BFMTV

François Bayrou: 34 jours au soleil avant la rechute

François Bayrou le 27 avril 2016 dans le QG du Modem.

François Bayrou le 27 avril 2016 dans le QG du Modem. - JOEL SAGET / AFP

Après sa démission du gouvernement, l'ex-garde des Sceaux semble condamné à retrouver le désert politique dont on le croyait sorti il y a encore quelques jours.

Il rejoint la liste des mandats de ministres les plus courts de la Vème République. Après 34 jours comme garde des Sceaux, François Bayrou a annoncé sa démission ce mercredi. Une conséquence collatérale de l'enquête sur les assistants parlementaires du Modem, qui renvoie François Bayrou dans le désert politique dont on l'a cru sorti en février, quand il a annoncé son alliance avec Emmanuel Macron.

A la tête du parti centriste depuis sa création en 2007, l'ancien ministre de la Justice aura, en six semaines, tout juste réussi à laisser son nom au projet de loi sur la moralisation de la vie publique. Le comble, c'est que le fils d'agriculteur béarnais ressort de cette aventure ministérielle avec une intégrité ternie. François Bayrou aura sans doute aussi aidé Emmanuel Macron à gravir les marches de l'Elysée, à défaut de les avoir montées lui-même. Car ce n'est pas faute d'avoir essayé, à trois reprises.

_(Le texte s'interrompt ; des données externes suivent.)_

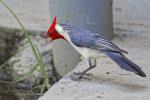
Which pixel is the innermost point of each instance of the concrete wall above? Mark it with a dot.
(132, 17)
(33, 13)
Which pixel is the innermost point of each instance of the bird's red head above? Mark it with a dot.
(52, 32)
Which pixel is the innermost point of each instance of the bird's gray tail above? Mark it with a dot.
(125, 63)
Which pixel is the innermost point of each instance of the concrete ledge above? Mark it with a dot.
(107, 81)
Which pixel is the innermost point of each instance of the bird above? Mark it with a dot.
(90, 45)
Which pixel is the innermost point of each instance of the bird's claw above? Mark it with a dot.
(76, 76)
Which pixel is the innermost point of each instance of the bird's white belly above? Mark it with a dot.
(87, 52)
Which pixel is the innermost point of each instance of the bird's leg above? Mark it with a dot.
(91, 66)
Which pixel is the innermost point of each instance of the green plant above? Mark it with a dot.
(35, 52)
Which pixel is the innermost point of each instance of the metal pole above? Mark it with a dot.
(93, 15)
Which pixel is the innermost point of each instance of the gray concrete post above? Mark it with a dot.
(93, 15)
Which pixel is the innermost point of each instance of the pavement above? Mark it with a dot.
(107, 81)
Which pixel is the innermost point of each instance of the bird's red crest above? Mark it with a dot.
(52, 27)
(52, 33)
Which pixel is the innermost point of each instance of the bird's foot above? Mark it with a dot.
(77, 76)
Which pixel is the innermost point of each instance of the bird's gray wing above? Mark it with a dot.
(83, 38)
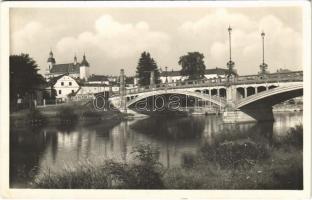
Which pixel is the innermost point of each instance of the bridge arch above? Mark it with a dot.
(261, 88)
(250, 91)
(271, 97)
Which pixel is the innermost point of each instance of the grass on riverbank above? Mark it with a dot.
(231, 163)
(64, 114)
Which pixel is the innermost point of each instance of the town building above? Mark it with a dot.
(175, 76)
(98, 79)
(73, 69)
(64, 85)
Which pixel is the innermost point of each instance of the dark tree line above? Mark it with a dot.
(192, 66)
(24, 77)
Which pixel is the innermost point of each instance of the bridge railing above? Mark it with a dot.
(222, 81)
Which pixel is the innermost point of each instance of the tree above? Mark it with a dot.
(24, 77)
(145, 66)
(193, 65)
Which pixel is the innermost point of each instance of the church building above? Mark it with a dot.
(74, 69)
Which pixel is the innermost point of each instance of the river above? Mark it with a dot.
(32, 150)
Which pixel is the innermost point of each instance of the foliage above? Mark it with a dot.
(24, 77)
(67, 115)
(36, 117)
(111, 174)
(193, 65)
(293, 138)
(147, 64)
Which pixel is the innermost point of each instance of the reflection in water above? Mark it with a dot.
(54, 148)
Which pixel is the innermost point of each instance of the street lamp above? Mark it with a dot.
(166, 74)
(230, 64)
(263, 66)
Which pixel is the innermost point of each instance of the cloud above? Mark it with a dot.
(111, 44)
(117, 40)
(282, 44)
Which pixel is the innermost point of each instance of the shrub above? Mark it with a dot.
(35, 117)
(67, 115)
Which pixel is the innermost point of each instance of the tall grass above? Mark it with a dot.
(230, 163)
(146, 173)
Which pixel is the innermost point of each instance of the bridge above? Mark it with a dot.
(240, 99)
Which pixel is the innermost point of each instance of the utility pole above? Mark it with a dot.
(230, 64)
(263, 66)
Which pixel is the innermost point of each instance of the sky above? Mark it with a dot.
(114, 38)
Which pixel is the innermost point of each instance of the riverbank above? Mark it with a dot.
(66, 115)
(233, 161)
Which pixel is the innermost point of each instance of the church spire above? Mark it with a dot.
(84, 61)
(51, 58)
(75, 59)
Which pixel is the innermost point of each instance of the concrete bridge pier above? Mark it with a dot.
(248, 115)
(122, 92)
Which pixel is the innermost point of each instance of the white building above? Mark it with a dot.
(98, 79)
(64, 86)
(74, 69)
(175, 76)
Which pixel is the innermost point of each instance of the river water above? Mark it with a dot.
(31, 151)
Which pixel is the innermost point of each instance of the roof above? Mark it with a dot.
(65, 68)
(53, 80)
(98, 78)
(84, 61)
(92, 84)
(170, 73)
(218, 71)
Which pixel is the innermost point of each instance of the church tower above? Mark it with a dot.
(75, 60)
(51, 61)
(84, 68)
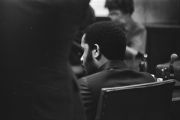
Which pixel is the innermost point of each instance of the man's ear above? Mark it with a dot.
(96, 51)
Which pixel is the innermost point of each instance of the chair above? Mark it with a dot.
(176, 108)
(149, 101)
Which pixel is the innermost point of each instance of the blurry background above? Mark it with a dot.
(148, 11)
(162, 20)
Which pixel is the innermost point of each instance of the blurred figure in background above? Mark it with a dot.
(77, 50)
(37, 82)
(104, 45)
(121, 11)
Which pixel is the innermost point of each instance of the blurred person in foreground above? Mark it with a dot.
(121, 11)
(36, 79)
(104, 45)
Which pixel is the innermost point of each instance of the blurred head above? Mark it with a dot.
(101, 42)
(120, 9)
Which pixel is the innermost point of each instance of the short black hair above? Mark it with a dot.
(111, 38)
(126, 6)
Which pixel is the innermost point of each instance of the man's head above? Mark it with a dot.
(101, 42)
(120, 9)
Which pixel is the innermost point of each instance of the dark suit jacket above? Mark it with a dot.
(36, 80)
(111, 74)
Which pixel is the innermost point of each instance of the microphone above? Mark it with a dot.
(171, 68)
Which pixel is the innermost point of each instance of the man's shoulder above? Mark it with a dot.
(94, 76)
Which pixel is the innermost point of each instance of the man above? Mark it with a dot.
(121, 11)
(36, 79)
(104, 45)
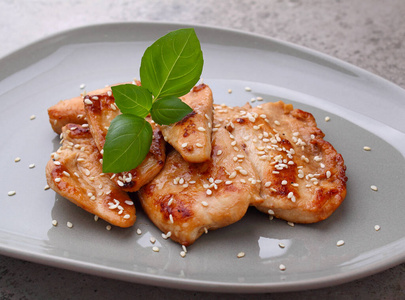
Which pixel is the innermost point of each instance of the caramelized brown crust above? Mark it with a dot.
(185, 200)
(70, 111)
(191, 137)
(302, 176)
(100, 111)
(75, 172)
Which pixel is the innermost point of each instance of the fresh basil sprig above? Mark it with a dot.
(170, 67)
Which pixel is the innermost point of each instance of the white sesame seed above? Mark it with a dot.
(340, 243)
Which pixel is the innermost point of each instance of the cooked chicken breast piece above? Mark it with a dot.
(191, 137)
(302, 176)
(100, 111)
(185, 199)
(75, 172)
(70, 111)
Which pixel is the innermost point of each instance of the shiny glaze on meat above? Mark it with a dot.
(185, 199)
(75, 172)
(193, 145)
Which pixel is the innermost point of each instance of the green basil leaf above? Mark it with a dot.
(173, 64)
(132, 99)
(169, 110)
(127, 143)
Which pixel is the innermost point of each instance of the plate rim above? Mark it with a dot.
(194, 284)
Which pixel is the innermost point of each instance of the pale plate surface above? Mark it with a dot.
(364, 110)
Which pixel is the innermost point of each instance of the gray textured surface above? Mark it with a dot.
(369, 34)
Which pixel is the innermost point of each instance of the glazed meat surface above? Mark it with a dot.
(75, 172)
(191, 137)
(185, 199)
(100, 110)
(302, 176)
(70, 111)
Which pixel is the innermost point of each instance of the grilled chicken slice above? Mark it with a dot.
(302, 176)
(191, 137)
(100, 111)
(185, 199)
(75, 172)
(70, 111)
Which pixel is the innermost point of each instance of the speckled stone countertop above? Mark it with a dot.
(369, 34)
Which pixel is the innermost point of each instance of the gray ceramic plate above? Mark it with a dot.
(364, 110)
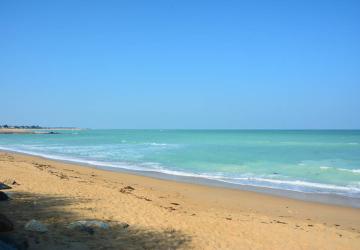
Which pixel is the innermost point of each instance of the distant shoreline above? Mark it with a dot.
(34, 131)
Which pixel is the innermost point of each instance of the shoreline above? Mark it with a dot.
(202, 216)
(9, 131)
(323, 198)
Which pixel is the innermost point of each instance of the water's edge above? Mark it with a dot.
(331, 199)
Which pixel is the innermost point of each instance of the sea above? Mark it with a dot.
(305, 161)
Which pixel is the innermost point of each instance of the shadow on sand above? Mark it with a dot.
(51, 211)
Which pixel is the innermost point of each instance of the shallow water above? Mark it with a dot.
(319, 161)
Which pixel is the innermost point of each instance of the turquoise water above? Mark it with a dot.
(306, 161)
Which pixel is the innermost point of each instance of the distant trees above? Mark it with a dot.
(21, 127)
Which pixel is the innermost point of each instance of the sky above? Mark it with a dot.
(181, 64)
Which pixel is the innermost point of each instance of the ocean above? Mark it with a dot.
(309, 161)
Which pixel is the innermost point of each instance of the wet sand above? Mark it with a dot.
(162, 214)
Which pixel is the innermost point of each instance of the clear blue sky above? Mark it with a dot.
(180, 64)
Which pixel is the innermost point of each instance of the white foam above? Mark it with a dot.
(292, 185)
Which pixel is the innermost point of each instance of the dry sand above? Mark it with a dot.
(162, 214)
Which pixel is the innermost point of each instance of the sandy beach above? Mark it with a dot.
(148, 213)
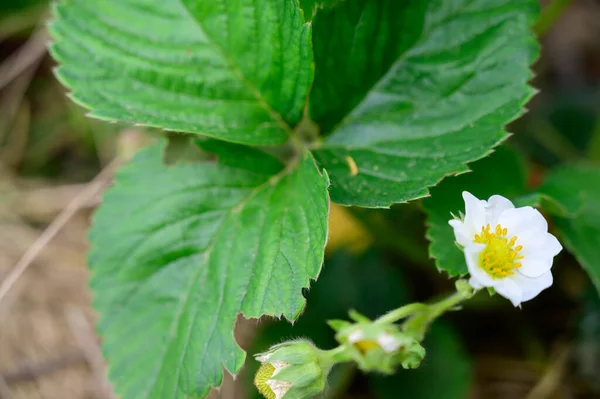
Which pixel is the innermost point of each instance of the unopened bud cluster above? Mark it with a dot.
(293, 370)
(378, 347)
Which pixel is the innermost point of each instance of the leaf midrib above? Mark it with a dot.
(238, 72)
(401, 57)
(207, 253)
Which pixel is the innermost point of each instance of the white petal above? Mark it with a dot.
(475, 284)
(544, 246)
(496, 205)
(531, 287)
(459, 232)
(551, 246)
(509, 290)
(475, 214)
(524, 221)
(534, 267)
(478, 276)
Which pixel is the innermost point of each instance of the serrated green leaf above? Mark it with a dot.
(446, 372)
(179, 251)
(459, 74)
(235, 70)
(367, 283)
(576, 188)
(501, 173)
(310, 7)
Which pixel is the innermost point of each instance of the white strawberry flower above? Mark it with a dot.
(506, 248)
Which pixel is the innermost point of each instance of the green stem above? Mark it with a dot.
(418, 324)
(400, 313)
(549, 15)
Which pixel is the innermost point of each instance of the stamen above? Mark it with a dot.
(499, 257)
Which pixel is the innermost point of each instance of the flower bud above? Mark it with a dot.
(378, 347)
(292, 370)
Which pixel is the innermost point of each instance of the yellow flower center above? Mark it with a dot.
(264, 373)
(500, 256)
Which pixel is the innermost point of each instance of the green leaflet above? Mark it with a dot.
(311, 7)
(366, 283)
(459, 73)
(237, 70)
(576, 189)
(179, 251)
(501, 173)
(446, 372)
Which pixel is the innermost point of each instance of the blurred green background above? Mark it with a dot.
(376, 259)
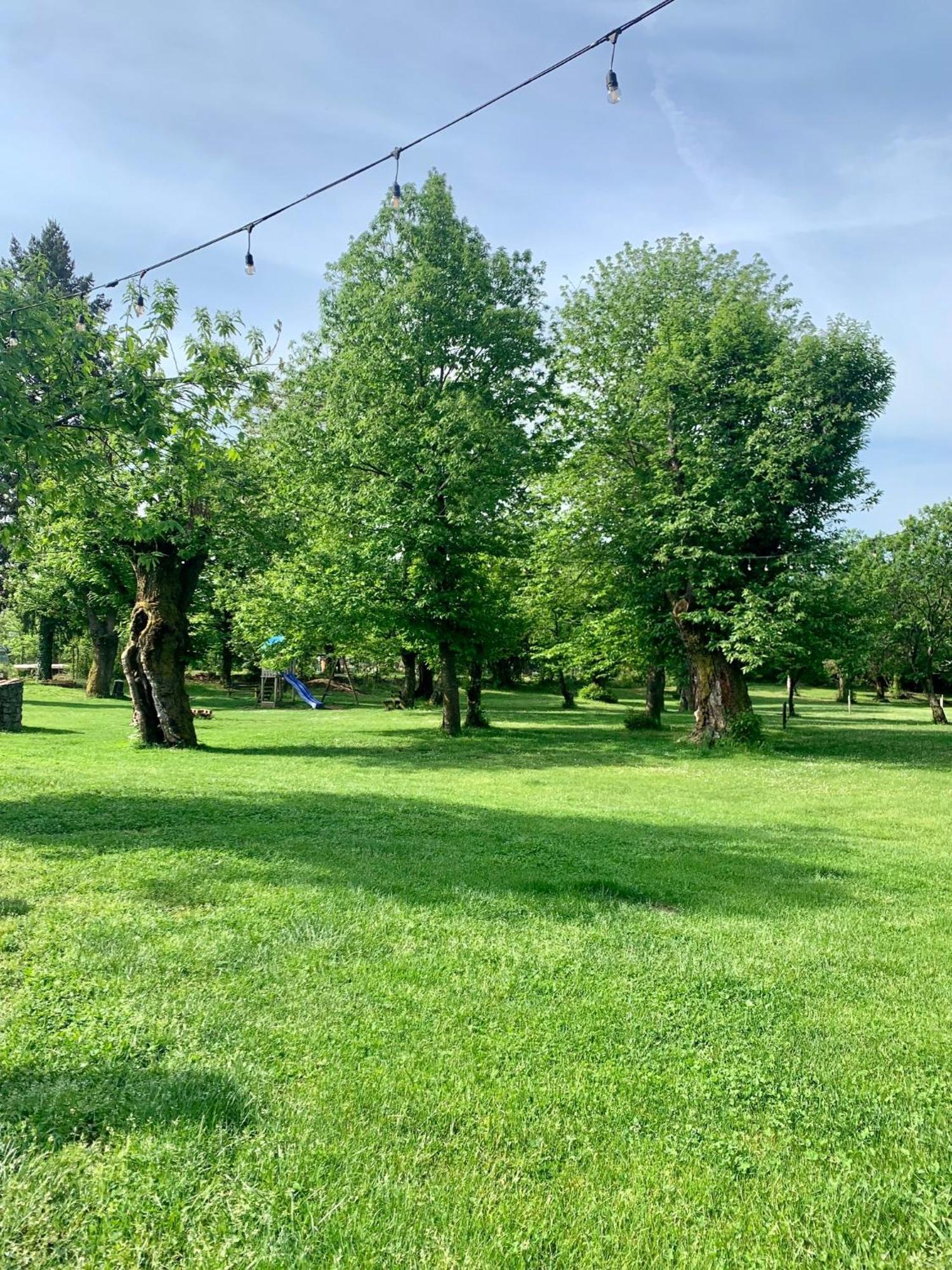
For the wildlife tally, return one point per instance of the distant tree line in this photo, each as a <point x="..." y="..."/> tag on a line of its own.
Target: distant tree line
<point x="447" y="479"/>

"Si Macron est là, c'est un peu grâce à moi", glissait-il à l'AFP au mois de mai. 

Retour à Pau?

Lorsqu'il a été nommé ministre de la Justice, François Bayrou n'avait pas eu de poste au sein d'un gouvernement depuis 20 ans: de 1993 à 1997, il a été ministre de l'Education nationale sous François Mitterrand puis sous Jacques Chirac. Il a désormais un avenir politique incertain devant lui. Il y a fort à parier qu'il reste maire de Pau, alors qu'il devait quitter ces fonctions pour privilégier celles du ministère de la Place Vendôme. L'édile devait remettre sa démission lors d'un conseil municipal extraordinaire prévu le 30 juin et qui est maintenu, mais dont on ne connaît pas l'ordre du jour, comme le rapporte Sud Ouest. Et il est tout aussi envisageable que François Bayrou n'ait plus d'avenir politique au plan national.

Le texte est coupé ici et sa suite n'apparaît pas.